Support New Batch Fields/Review Impact on Existing Code #335

Open dgitis opened 3 months ago

dgitis commented 3 months ago

Google added batch_page_id, batch_ordering_id, and batch_event_index to the BigQuery export.

There are unnested versions of this field that appear in the daily export, but the batch_page_id, and batch_ordering_id both seem to also appear as event parameters in both the daily and intraday exports.

image

Would it be a good idea to append the batch ordering ID to the event_timestamp so that events sort by their actual order?

Will this prevent our light event deduplication in base_ga4__events from doing anything?

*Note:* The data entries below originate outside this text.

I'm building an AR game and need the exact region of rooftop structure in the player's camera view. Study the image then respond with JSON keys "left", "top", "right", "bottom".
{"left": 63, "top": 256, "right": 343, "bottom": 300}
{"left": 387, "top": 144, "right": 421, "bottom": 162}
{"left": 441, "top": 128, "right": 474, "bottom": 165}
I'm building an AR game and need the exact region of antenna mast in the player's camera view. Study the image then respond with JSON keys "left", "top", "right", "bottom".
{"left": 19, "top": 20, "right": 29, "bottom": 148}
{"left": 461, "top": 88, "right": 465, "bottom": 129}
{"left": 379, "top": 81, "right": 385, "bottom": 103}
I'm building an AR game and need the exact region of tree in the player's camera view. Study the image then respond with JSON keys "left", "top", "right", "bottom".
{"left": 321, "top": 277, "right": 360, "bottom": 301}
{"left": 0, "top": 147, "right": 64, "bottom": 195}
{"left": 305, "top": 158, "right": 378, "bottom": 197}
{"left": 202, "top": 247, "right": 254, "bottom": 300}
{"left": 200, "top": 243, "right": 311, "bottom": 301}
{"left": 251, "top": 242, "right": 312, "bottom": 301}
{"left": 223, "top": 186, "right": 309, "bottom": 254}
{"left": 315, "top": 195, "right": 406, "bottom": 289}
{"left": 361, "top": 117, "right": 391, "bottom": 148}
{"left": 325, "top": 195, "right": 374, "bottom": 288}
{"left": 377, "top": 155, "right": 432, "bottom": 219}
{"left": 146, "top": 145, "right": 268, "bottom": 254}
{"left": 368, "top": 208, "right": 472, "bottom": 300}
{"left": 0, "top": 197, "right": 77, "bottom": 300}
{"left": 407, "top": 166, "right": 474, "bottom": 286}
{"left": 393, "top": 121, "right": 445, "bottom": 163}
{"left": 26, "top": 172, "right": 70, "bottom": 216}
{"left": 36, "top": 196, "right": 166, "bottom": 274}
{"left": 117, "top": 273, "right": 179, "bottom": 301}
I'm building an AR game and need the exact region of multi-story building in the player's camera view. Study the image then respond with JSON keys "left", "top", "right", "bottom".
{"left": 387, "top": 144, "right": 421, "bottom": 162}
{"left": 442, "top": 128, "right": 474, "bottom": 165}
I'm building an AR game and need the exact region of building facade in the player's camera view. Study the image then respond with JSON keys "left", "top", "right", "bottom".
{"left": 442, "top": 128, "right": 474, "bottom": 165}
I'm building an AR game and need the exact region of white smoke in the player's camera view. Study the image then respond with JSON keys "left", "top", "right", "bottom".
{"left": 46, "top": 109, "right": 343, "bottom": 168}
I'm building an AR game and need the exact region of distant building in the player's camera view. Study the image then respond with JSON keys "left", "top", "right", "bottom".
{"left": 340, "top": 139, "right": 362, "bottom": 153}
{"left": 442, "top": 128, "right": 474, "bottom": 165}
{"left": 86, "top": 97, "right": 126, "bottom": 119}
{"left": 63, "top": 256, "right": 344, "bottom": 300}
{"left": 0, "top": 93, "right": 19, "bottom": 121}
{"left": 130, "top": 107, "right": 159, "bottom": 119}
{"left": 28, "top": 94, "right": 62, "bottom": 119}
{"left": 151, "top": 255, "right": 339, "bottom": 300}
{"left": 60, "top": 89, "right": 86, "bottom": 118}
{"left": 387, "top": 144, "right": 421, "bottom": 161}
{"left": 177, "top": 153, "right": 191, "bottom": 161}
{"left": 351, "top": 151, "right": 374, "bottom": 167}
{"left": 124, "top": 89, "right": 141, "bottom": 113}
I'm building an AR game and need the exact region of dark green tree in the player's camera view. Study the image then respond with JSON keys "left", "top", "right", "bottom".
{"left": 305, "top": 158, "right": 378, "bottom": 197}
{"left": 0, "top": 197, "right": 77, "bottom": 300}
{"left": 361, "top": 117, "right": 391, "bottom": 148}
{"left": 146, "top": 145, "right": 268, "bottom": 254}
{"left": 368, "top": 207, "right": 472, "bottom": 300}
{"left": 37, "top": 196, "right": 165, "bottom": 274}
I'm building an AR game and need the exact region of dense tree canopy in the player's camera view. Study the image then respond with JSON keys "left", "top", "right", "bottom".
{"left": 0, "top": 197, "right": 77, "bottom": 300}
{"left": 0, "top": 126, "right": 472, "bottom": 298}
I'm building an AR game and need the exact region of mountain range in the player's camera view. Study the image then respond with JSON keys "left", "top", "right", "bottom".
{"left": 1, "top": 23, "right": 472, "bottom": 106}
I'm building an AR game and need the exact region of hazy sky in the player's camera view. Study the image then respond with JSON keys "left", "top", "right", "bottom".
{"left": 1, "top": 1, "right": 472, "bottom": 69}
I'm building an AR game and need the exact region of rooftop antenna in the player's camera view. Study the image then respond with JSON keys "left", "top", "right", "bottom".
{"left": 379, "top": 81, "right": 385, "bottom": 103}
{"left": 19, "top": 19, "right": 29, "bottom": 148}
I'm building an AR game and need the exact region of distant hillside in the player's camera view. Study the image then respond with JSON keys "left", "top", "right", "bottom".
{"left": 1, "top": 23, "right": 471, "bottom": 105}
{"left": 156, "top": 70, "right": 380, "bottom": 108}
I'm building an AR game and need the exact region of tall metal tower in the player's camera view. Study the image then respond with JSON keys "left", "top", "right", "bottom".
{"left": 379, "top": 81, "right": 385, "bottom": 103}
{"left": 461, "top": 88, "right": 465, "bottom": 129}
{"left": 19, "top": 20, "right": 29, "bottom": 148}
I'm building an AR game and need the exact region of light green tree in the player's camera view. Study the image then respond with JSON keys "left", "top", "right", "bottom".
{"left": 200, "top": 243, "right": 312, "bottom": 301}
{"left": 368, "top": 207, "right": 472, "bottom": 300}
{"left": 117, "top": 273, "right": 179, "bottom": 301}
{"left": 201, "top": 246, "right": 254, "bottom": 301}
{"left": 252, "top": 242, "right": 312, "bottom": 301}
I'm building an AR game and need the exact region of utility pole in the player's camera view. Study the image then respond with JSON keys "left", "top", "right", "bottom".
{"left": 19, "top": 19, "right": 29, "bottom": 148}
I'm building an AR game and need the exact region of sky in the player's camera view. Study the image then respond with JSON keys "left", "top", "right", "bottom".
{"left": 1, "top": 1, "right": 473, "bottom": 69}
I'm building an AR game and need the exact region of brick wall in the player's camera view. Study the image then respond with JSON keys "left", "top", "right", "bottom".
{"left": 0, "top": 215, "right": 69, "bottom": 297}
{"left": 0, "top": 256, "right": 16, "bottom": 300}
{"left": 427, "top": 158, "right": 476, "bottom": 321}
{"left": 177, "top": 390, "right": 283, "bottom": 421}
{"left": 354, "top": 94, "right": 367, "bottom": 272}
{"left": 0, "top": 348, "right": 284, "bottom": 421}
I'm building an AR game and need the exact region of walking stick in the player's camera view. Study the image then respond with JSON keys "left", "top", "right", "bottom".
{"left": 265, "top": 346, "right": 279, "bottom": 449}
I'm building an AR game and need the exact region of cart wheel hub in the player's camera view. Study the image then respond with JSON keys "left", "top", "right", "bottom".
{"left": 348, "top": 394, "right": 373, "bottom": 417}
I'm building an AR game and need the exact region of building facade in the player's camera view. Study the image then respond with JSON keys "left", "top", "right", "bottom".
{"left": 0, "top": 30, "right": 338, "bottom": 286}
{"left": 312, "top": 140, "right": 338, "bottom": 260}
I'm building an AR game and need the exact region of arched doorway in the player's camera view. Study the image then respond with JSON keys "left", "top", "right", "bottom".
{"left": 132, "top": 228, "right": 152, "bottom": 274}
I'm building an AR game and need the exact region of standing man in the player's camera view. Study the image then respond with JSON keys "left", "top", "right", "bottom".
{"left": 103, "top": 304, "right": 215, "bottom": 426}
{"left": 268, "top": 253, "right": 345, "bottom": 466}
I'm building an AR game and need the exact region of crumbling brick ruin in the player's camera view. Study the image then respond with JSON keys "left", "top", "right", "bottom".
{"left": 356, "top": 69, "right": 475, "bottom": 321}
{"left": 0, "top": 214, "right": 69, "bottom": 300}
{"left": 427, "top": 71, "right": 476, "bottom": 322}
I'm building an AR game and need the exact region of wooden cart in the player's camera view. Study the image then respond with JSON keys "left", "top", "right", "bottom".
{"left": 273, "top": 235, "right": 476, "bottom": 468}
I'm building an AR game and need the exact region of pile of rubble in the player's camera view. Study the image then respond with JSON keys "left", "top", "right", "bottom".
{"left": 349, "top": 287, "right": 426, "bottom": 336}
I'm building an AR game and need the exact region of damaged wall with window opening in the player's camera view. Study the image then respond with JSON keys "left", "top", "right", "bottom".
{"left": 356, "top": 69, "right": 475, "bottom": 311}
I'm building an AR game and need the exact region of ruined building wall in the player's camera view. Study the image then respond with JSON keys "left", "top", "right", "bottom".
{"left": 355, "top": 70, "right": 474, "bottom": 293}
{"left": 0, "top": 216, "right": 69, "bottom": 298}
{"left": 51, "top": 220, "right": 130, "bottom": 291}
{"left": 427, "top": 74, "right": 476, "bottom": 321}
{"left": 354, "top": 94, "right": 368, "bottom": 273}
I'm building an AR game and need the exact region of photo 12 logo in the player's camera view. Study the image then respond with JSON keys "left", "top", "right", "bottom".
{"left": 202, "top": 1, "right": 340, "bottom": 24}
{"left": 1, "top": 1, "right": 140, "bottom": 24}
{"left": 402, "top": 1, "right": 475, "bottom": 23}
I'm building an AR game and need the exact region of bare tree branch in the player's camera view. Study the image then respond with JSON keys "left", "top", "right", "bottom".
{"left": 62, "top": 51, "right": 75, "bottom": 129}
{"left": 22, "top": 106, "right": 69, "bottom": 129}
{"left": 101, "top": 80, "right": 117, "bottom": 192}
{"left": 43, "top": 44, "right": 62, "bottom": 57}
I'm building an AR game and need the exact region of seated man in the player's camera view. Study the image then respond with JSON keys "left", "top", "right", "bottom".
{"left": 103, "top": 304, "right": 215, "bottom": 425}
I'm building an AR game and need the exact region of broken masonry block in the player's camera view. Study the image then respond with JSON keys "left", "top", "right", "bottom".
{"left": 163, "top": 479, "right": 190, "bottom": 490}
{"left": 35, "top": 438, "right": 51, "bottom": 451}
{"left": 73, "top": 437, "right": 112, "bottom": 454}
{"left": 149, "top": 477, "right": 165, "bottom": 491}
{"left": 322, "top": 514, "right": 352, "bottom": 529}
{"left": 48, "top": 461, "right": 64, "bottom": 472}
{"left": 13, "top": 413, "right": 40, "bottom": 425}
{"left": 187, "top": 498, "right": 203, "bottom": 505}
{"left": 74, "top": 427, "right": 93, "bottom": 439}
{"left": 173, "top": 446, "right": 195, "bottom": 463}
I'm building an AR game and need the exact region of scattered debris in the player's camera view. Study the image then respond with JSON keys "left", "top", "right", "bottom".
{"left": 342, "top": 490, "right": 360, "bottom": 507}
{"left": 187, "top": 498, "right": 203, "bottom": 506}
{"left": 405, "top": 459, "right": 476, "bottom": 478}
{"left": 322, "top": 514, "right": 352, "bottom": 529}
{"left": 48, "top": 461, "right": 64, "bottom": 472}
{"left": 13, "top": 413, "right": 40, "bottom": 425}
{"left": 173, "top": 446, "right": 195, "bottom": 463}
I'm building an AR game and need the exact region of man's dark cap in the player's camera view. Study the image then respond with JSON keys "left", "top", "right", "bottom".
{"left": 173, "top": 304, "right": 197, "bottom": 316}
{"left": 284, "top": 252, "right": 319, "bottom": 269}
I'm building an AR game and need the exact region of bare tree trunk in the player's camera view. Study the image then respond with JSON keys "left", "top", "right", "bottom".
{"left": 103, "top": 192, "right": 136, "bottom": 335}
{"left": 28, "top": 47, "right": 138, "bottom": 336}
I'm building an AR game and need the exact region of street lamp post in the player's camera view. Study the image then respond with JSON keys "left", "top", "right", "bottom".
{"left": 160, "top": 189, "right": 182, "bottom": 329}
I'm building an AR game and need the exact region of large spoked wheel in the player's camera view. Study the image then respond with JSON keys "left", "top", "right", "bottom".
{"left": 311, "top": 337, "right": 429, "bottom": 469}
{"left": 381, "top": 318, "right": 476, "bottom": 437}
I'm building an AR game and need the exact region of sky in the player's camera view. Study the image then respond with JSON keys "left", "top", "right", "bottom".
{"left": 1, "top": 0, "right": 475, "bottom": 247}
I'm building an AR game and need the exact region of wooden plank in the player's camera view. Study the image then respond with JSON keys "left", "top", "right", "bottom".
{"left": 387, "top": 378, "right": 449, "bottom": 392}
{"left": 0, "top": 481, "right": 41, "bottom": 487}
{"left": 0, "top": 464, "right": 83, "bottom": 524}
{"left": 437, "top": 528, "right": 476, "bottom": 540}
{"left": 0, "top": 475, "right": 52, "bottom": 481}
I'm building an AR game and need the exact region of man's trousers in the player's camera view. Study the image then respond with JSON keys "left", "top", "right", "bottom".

qualify row_number() over(partition by event_date_dt, stream_id, user_pseudo_id, session_id, event_name, event_timestamp, to_json_string(ARRAY(SELECT params FROM UNNEST(event_params) AS params ORDER BY key))) = 1

I suppose it's likely to work on duplicate events triggered from GTM, but duplicate on-page Gtag events are likely to trigger sequentially based on where they appear in the code and duplicate events triggered one triggered by on-page Gtag and one by GTM are also likely to trigger sequentially.

We should test this to be certain, but maybe we can remove this code.